July 18, 2009…  Is the Greater Cleveland Regional Transit Authority (GCRTA, bkna as RTA) taking us on another ride? As a transit system, it seems more like a servant of the same old special interests when it should be taking care of transit-dependent citizens.

Yes, I believe RTA does have a money problem with sales taxes and ridership down. Raising fares hardly seems the solution.

However, I also know that RTA hasn’t paid enough attention in the past to its spending. If it did RTA wouldn’t have to be cutting crucial services now.

We’re being told that there is a $5.5 million problem. The solution for RTA’s management is to cut services and raise the price by 25 cents.

That appears to be not a palatable solution.

If CEO and General Manager Joe Calabrese and his RTA board can’t find $5 million in his more than $240 million (2008) budget, then we need to get someone who can do the job.

RTA has become too accustomed to providing services that aren’t really necessary. Too comfy saying yes to the downtown scrounges.

The Euclid Corridor Improvement Project (Health Line) was a perfect example of spending transit money for non-transit purposes. The road was plenty wide for RTA buses. I’d like to know the annual upkeep costs of this Euclid Avenue beautification program.

If you’ve got a lot of extra money to spend, fine, beautify. However, RTA’s primary task is to move people from where they are to where they need to go, especially people who can’t afford to own vehicles.

RTA spent $69 million of OUR dollars for the Waterfront Line, rushing it to please Mayor George Voinovich and his buddy Dick Pogue. They wanted it up for the opening of the Rock Hall of Fame and their parties. To get it done, RTA had to forget about federal subsidy, which probably would have covered 80 percent of the cost. The Waterfront Line was ill-planned and now it ill-serves.

The Waterfront Line service has been cutback. It’s important that RTA tell us just how much it costs to keep this line operating at any level. Maybe it should be mothballed totally.

Equally unnecessary for RTA was the walkway from Tower City to Gateway, a cost of some $11-13 million. I’ve never been able to get an undisputed figure.
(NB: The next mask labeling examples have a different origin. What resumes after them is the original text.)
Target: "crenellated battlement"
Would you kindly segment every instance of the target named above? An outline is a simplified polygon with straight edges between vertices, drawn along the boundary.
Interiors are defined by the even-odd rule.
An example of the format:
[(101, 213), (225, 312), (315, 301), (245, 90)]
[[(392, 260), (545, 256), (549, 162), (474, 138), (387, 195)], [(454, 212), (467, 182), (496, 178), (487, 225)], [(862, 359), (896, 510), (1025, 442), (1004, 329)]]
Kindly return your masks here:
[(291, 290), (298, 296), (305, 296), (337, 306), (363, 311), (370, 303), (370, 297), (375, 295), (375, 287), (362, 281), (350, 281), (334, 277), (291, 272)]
RTA has to “reimburse” Tower City for utility charges on the walkway.

It’s time RTA got tough and told the Gateway Economic Development Corp., which operates the Gateway facilities, that it has to pick up the cost of the walkway and pay to have its fans delivered to its doors. Why should RTA’s riders pay for this?

Despite the fact that these RTA facilities help Tower City, RTA pays some $1 million a year to Forest City Enterprises, owner of Tower City. It’s annual fee for RTA’s use of space into Tower City. RTA pays an addition $32,000 to “reimburse” Tower City for central plant operations. It even pays a utility charge for use of the escalators! There’s room for negotiations here to lower costs.

Isn’t it time to renegotiate these fees lower since there’s less use and Tower City seems to always get reductions of its property taxes?

The County or the State needs to provide more funding to RTA, too. Why shouldn’t there be subsidies for mass transit? It’s a method of lowering pollution and reducing traffic. We build enough roads for cars.

A small surcharge on every car in the County each year should produce the kind of revenue needed for mass transit.